You can choose between Columbia University neuroscientist Jonah Lehrer, who’ll teach you when to rely on your gut and when to think things through with his book How We Decide; psychology professor Jonathan Haidt’s The Happiness Hypothesis: Putting Ancient Wisdom to the Test of Modern Science, or, forthcoming this January, Help! by Oliver Burkeman, the journalist who’s spent the last five years trawling the self-help industry for tips that actually work. Guides to personal development aren’t just for the gullible and the delusional any more—they’re for all of us.

The School of Life, a quirky adult learning centre in Bloomsbury, deals in the same mixture of soul-searching and fact-finding as many of these books and, in mid-January, it’s organising a one day course taking a look at whether the self-help industry is making anyone happier. De Botton, a faculty member of the School, is one of the speakers, as is Burkeman, who explained his views to me over the phone.

“There’s a group of people, who I used to belong to,” he said, “who feel as though all that self-help stuff is just embarrassing and ridiculous. But if you approach it with a sort of sceptical, but not cynical, mindset, you’ve got a good chance of changing for the better. I don’t think that we should surrender the whole world of self-improvement to gimlet-eyed, grinning positive-thinking gurus.”

He counselled making small changes, rather than going for a total life overhaul come January 1st, and said that will power is a finite resource that can run out if we try to do too much (his own book is subtitled, modestly, “How To Become Slightly Happier and Get a Bit More Done.”) Online resources he recommends include sites by Gretchen Reuben, Merlin Mann and Jonah Lehrer, and says that one of the techniques he’s come across that has worked for him is a “gratitude journal.”

“It sounds corny,” he said, describing a book in which he notes down everything for which he’s thankful, “but the fact is that there is proper, bona fide research that it makes significant impact on mood, and even on physical health.” Help! is full of practical tips like this that make self-help seem as straightforward as bike maintenance, and Burkeman’s obvious discomfort at recommending something that sounds so trite seems like a good reason to trust what he says.

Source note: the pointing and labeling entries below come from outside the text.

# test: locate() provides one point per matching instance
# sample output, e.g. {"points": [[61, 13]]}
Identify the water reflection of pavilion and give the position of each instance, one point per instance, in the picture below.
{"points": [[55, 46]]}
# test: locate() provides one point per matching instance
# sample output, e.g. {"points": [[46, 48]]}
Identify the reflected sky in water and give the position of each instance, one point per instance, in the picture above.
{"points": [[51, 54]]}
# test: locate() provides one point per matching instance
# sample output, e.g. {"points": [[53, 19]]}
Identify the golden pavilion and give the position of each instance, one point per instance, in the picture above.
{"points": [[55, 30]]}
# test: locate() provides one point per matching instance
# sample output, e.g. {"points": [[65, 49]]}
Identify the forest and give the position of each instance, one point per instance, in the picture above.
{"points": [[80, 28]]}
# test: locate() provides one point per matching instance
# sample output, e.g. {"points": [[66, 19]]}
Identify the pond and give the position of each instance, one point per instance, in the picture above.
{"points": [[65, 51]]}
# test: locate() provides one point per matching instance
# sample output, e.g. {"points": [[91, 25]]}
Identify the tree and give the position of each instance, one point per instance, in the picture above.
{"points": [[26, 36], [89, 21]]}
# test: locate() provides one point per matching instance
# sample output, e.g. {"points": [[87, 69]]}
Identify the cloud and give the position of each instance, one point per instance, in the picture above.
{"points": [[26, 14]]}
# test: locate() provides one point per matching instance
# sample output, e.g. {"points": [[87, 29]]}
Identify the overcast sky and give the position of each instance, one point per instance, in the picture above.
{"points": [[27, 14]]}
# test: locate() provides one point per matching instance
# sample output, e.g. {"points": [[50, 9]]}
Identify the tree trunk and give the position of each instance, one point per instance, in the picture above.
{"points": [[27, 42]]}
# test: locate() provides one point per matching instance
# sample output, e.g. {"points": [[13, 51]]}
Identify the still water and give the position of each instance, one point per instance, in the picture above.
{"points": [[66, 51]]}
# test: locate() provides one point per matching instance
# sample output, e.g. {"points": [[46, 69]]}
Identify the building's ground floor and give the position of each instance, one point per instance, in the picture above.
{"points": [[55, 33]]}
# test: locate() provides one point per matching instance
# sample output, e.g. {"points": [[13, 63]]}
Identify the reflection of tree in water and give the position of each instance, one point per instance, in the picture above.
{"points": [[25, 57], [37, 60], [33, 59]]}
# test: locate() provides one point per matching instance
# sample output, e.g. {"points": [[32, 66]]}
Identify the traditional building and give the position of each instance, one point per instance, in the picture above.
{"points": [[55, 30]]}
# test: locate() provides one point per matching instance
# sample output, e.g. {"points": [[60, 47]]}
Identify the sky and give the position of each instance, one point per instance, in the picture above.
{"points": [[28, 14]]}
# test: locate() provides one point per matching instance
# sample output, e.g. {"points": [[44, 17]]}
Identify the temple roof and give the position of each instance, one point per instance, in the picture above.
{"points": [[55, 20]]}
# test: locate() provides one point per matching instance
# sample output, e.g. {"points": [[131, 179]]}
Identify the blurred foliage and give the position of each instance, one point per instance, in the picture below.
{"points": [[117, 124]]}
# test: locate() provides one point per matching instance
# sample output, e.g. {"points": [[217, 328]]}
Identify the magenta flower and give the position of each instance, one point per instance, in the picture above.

Of course, there’s more than one way to get motivated to make a change in the New Year. One option, counselled by another participant in the School of Life’s Self-Help Summit, is just to get lost in a good novel.

“I genuinely think that you can get a lot more out of reading Anna Karenina than reading a self-help book,” Ella Berthoud told me, pointing out that “you live another life while you’re reading a novel; that helps you learn about how to deal with different situations.”

Berthoud offers a service called bibliotherapy. After a consultation about the client’s literary tastes and personal life, Berthoud offers a prescription of eight life-changing novels. It sounds much more fun than sitting through a motivational seminar or learning about your brain’s wiring, although it’s more likely to be helpful when making grand life plans, rather than helping with the nitty-gritty of getting more work done or being a bit nicer to people.

Whatever inspiration you use to help you become a bit better, there’s no excuses for failing to keep a New Year’s Resolution in 2011. This new wave of self-help books transforms the topic of personal development from brainless cheerleading into a science project you can geek out on. Even ultra-rationalist Prospect readers should be able to get into that.